- Идут, - Мартин улыбнулся и прикрыл глаза. Шелест клавиш был похож на далекий шум моря. – Сегодня улетаю в Симах к родственнику.

- Значит, следующий визит отменим?

- Нет, ни в коем случае, - торопливо сказал Мартин. Внезапно ему начинает казаться, что время движется как-то по-другому, и он чувствует себя мухой в вязком сладком сиропе. – Я вернусь послезавтра.

- Вот и хорошо, - красивые губы Анны-Марии изгибаются в улыбке: Мартин не видит ее, а чувствует всей кожей, внезапно покрывшейся мурашками. – Я вижу, вам есть, чем поделиться.

Мартин рассказывает о вчерашнем ток-шоу, о том, как его выбешивает вся эта шатия-братия, которая не знает, кому на самом деле мостит дорогу, о том, как два дня назад в отдел привезли незарегистрированную ведьму, задушившую соседку за пустячную реплику в свой адрес и о том, что ему слишком тяжело видеть все, что творится кругом – видеть и не иметь возможности этому помешать, потому что тяжелая и неповоротливая махина жизни все-таки начинает разворачиваться в другую сторону, где нет ничего, кроме хаоса и смерти.

Анна-Мария слушает, не перебивая. Наконец, Мартин умолкает – он опустошен, выпотрошен, словно рыбина в руках кухарки – и тогда она произносит с доброжелательным сочувствием:

- Вы ведь понимаете, что так не должно быть.

Эти слова, тихие и спокойные, обжигают его предчувствием. Тянущим томительным предвкушением неминуемой расплаты за совершенный грех.

- Понимаю, - откликается Мартин, обнаруживая, что губы пересохли. – Да, я понимаю. Я… я виноват.

Признание наполняет его горячим щекочущим пониманием: осознание греха уже шаг к исправлению и искуплению. По телу начинает разливаться тяжелый давящий жар, похожий на опьянение.

- Мне придется вас наказать, Мартин, - в голосе Анны-Марии звучит искреннее сожаление, но Мартин понимает, что она лукавит. Ей нравится чувствовать, что он подчинен ей полностью и не мыслит о сопротивлении.

- Да, - выдыхает Мартин. – Да.

Анна-Мария усмехается, поднимается с кресла и открывает дверь шкафчика.

- Снимите рубашку, спустите брюки и ложитесь на кушетку животом вниз, - теперь в ее голосе звучат отчетливые металлические нотки. Мартин подчиняется – не оборачиваясь в ее сторону, он знает, что сейчас Анна-Мария выбирает стек.

- Вам надо понять всю глубину вашей вины, - Анна-Мария говорит тихо и вкрадчиво, но Мартин почти не слушает ее.

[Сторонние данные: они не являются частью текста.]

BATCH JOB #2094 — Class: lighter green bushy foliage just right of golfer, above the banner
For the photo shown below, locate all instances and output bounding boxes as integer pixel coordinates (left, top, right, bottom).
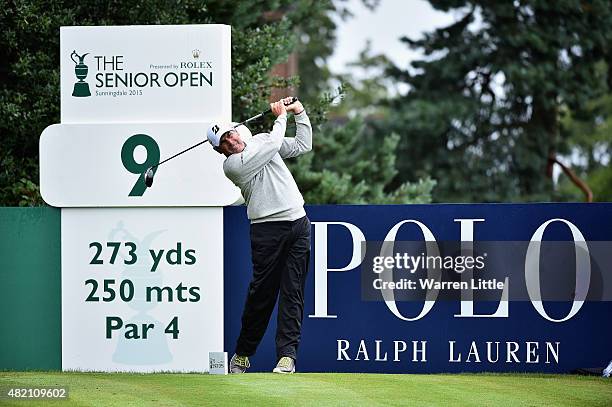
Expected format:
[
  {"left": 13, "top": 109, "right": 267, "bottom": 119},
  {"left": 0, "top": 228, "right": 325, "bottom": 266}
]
[{"left": 289, "top": 89, "right": 436, "bottom": 204}]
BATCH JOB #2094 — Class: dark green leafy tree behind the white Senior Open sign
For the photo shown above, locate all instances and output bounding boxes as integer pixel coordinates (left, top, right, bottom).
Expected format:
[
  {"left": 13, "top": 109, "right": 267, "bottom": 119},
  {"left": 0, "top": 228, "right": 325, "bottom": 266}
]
[{"left": 0, "top": 0, "right": 295, "bottom": 205}]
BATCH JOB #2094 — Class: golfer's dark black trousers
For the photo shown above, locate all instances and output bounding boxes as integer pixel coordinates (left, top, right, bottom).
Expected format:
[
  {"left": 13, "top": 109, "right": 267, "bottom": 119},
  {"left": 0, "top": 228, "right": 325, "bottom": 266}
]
[{"left": 236, "top": 216, "right": 310, "bottom": 360}]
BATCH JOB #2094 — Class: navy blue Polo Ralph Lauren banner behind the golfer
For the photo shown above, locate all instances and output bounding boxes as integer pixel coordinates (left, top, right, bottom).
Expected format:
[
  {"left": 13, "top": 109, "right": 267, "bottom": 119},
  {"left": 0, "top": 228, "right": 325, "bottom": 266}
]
[{"left": 224, "top": 203, "right": 612, "bottom": 373}]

Первое прикосновение стека к шее и плечам ощущается как строгая ласка – Анна-Мария действительно пока ласкает его, и Мартин понимает: еще немного, и он сойдет с ума. Стек почти невесом, скользит по позвоночнику к ложбинке между ягодиц. Мартин чувствует желание, бесстыдное и жгучее, и, словно откликаясь на него, Анна-Мария ударяет уже сильнее.

Третий удар был похож на ожог. Анна-Мария перестала сдерживаться, и Мартин мысленно поблагодарил ее за это. Он никогда не роптал, принимая заслуженную кару, потому что за грехом всегда следует расплата, и Анна-Мария не жалела его. За это Мартин был благодарен тоже.

Нарастающее возбуждение причиняет ему боль – живительную, освобождающую, дарящую прощение. И за несколько мгновений до того, как мир рассыпается острыми жалящими осколками, принося тишину и умиротворение, Анна-Мария произносит:

- Ты прощен, - и убирает стек, отводит от исхлестанной спины.

Потом Мартин долго лежал на кушетке лицом вниз, чувствуя, как под животом растекается семя, и ощущая себя мертвым и воскресшим. Анна-Мария закрыла шкаф и, пройдя по кабинету, положила рядом с Мартином упаковку влажных салфеток.

- Все в порядке, господин Хольцбрунн? – в голосе лишь спокойное участие, ничего больше. Мартин знал, что Анна-Мария тоже удовлетворена. В конце концов, она единственная ведьма, которой настолько везет.